Lorentz transformations formulas

[blueberrynerd]

I'm slowly trying to understand sp relativity. I admit I got lost in the last thread I posted . But thanks to all who replied!

I have a question about the Lorentz transformations formulas. This is more of a mathematical question about how the formulas are derived.

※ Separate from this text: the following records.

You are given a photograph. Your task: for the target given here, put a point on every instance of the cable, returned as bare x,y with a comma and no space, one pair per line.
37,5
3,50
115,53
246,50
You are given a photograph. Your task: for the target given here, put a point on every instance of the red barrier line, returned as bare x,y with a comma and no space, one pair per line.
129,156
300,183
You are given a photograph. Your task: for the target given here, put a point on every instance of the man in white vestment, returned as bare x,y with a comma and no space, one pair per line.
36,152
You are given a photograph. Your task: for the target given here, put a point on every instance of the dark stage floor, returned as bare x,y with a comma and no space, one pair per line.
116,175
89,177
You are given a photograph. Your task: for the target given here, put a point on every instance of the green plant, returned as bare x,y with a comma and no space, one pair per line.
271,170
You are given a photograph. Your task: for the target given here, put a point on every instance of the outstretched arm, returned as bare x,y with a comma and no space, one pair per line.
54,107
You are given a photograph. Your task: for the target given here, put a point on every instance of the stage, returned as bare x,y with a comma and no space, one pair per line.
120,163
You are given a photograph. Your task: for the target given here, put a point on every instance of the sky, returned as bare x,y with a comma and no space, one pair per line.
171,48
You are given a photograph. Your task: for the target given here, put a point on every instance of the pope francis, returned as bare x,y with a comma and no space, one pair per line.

If you have the two formulas,

x'= γ( x- vt) and x= γ(x' + vt')

which represent the x components for two reference frames S and S', and where γ is the Lorentz factor,

and you combine them to solve for t:

x'= γ[γ(x' + vt') - vt]

how do you arrive at the formula

t= γ(t' + vx'/c^2) ?

I know that you simply solve for t from the other formula, but I really cannot figure out how. Sorry, I realize this is more of a math-related problem, but I'm wondering if anybody can give me some tips?

 

[tiny-tim]

hi blueberrynerd!

(try using the X² icon just above the Reply box )

x'= γ[γ(x' + vt') - vt]

how do you arrive at the formula

t= γ(t' + vx'/c^2) ?

x'= γ[γ(x' + vt') - vt]

γvt = (γ² - 1)x' + γvt'

t = (γ² - 1)x'/γv + t'

(the https://www.physicsforums.com/library.php?do=view_item&itemid=19" is often easier to understand if you use the rapidity, α, defined by tanhα = v

then coshα = 1/√(1 - v²), sinhα = v/√(1 - v²), cosh²α - sinh²α = 1 )​

 

[Dale]

You also have to use the formula:
\gamma=\frac{1}{\sqrt{1-v^2/c^2}}

 

[grav-universe]

x'= γ[γ(x' + vt') - vt]

γvt = (γ² - 1)x' + γvt'

t = (γ² - 1)x'/γv + t'

Oops, just a small mistake there. It should be

x'= γ[γ(x' + vt') - vt]

γvt = (γ² - 1)x' + γ^2 vt'

t = (γ² - 1)x'/γv + yt'

Using y = 1 / sqrt(1 - (v/c)^2), it can then be reduced further to

t = (y - 1 / y) x' / v + y t'

t / y = (1 - 1 / y^2) x' / v + t'

t / y = (1 - (1 - (v/c)^2)) x' / v + t'

t / y = x' v / c^2 + t'

t = y (t' + x' v / c^2)

 

[GrayGhost]

Blueberrynerd,

This may be the easiest way. You start with this ...

. x = γ(x' + vt')

and since x = ct, then ...

. x = γ(x' + vt')
. ct = γ(x' + vt')

and t' = x'/c, so ...

. ct = γ(x' + vt')
. ct = γ(x' + v(x'/c)

and x' = ct', so ...

. ct = γ(x' + vx'/c)
. ct = γ(ct' + vx'/c)

dividing thru by c ...

. t = γ(t' + vx'/c²))

GrayGhost

 

[DrGreg]

...and since x = ct, then ...

Er, why should that be? The Lorentz transform applies to all values of x and t, not just the subset you consider.

 

[blueberrynerd]

Oops, just a small mistake there. It should be

x'= γ[γ(x' + vt') - vt]

γvt = (γ² - 1)x' + γ^2 vt'

t = (γ² - 1)x'/γv + yt'

Using y = 1 / sqrt(1 - (v/c)^2), it can then be reduced further to

t = (y - 1 / y) x' / v + y t'

t / y = (1 - 1 / y^2) x' / v + t'

t / y = (1 - (1 - (v/c)^2)) x' / v + t'

t / y = x' v / c^2 + t'

t = y (t' + x' v / c^2)

This reply is almost a month delayed, but THANK YOU! You helped a lot!